Emotionalism as per definition of on-going behavior incorporates this action into also being an overly avid frequency to become too emotionally involved in a way disproportionate to a given situation, as measured over a good span of time.
As per my own experience, I know we have all been emotionalists at some point, and always are to some extent--but I have had a great deal of experience with people who could be called emotionalists as a primary character trait, and this is quite a different thing altogether.
Emotionalism works as stated, by translating emotions into an interpretation of reality in some way, either by means of or in terms of emotions.

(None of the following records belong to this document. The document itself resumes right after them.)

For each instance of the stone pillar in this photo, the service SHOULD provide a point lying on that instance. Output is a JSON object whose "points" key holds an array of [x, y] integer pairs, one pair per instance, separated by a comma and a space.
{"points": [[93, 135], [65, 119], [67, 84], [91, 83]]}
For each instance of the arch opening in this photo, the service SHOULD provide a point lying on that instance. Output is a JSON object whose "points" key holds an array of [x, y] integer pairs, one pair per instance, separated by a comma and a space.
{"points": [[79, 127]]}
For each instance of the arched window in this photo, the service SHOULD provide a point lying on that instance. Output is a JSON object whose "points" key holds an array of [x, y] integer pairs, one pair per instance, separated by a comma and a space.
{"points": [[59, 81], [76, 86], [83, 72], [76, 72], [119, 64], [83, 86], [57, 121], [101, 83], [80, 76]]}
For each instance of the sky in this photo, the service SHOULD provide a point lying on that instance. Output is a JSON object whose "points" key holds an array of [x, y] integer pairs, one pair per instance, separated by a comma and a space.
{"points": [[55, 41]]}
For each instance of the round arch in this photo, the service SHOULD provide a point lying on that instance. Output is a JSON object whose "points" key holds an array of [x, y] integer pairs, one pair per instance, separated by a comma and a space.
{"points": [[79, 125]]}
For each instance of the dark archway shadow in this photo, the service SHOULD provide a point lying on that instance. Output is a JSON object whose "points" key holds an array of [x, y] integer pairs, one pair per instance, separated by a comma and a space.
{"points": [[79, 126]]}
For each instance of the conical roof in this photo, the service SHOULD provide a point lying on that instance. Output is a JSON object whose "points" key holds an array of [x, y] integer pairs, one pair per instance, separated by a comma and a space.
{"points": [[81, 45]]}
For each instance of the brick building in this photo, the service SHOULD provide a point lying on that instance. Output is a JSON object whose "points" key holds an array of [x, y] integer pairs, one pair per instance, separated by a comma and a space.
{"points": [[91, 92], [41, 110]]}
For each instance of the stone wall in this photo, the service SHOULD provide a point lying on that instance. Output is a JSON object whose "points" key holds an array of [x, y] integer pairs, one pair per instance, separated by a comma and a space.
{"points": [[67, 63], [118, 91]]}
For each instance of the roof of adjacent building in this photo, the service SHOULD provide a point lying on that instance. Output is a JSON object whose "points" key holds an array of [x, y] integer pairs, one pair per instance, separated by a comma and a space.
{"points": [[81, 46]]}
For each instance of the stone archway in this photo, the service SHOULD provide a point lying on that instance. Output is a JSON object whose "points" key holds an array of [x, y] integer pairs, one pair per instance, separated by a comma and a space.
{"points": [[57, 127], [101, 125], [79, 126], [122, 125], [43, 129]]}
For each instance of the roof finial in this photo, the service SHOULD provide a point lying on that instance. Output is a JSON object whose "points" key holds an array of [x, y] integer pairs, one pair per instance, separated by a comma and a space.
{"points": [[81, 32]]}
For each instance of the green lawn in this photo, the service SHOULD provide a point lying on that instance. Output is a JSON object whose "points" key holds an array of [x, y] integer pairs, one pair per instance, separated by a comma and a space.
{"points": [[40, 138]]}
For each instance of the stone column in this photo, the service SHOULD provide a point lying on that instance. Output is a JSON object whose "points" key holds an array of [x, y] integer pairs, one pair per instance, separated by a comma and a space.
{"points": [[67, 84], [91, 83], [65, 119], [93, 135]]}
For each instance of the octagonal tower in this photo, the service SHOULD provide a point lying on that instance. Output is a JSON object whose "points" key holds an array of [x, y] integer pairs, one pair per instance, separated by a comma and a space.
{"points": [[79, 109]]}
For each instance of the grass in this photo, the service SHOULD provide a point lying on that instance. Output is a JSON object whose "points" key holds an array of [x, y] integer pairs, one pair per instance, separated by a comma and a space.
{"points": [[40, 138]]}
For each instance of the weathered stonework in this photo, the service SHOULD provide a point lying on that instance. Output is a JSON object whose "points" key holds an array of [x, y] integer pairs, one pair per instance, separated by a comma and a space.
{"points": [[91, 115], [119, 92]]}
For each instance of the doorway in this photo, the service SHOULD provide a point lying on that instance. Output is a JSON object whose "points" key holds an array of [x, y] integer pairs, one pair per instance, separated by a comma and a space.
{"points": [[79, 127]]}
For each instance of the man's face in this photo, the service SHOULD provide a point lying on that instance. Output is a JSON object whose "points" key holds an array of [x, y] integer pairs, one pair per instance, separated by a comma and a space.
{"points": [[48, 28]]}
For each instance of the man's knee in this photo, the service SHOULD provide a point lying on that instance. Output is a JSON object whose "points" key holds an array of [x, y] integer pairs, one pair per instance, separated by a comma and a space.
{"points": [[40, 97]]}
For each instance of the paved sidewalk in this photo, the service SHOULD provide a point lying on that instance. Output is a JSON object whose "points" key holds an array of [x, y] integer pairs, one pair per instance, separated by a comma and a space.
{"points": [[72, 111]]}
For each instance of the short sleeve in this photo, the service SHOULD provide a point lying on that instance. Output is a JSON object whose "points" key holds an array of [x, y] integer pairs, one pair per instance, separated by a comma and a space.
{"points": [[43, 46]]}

When situations arrive where emotions are at odds with causes for a certain effect in reality, that desired effect, on the part of an emotionalist is censored and blame goes directly to the nearest thing emotions are able to understand: perceptual rather than conceptual data. Mind the fact that both types of emotionalism regardless of whether it is by means, or in terms of, behave by latching onto the nearest perceptual element in some form.
At the most basic level, emotionalism works by the fact that emotions can't understand anything abstract like "I can't come over today to play today because I have to do my homework." The reconciliation of a given person having to deal to this, comes through reason's intervention: "I know David can't come and play today, cause it's important for him to do his homework."
This is a very simplistic example, but for an emotionalist, the process of conscious-intervention-to-reconciliation, let's call it CIR for short, never takes place in a given instance, and in general, doesn't take place very often. (Remember this matter of frequency when we get further along.)
In the mind of a reasonable, objective person, "David can't play, cause he has homework to do that is important" becomes "it is not because David doesn't want to play with me, it is because homework must come first," which means that "I should not feel hurt or upset." The emotional response of the objective person is then applied: he ceases to feel upset.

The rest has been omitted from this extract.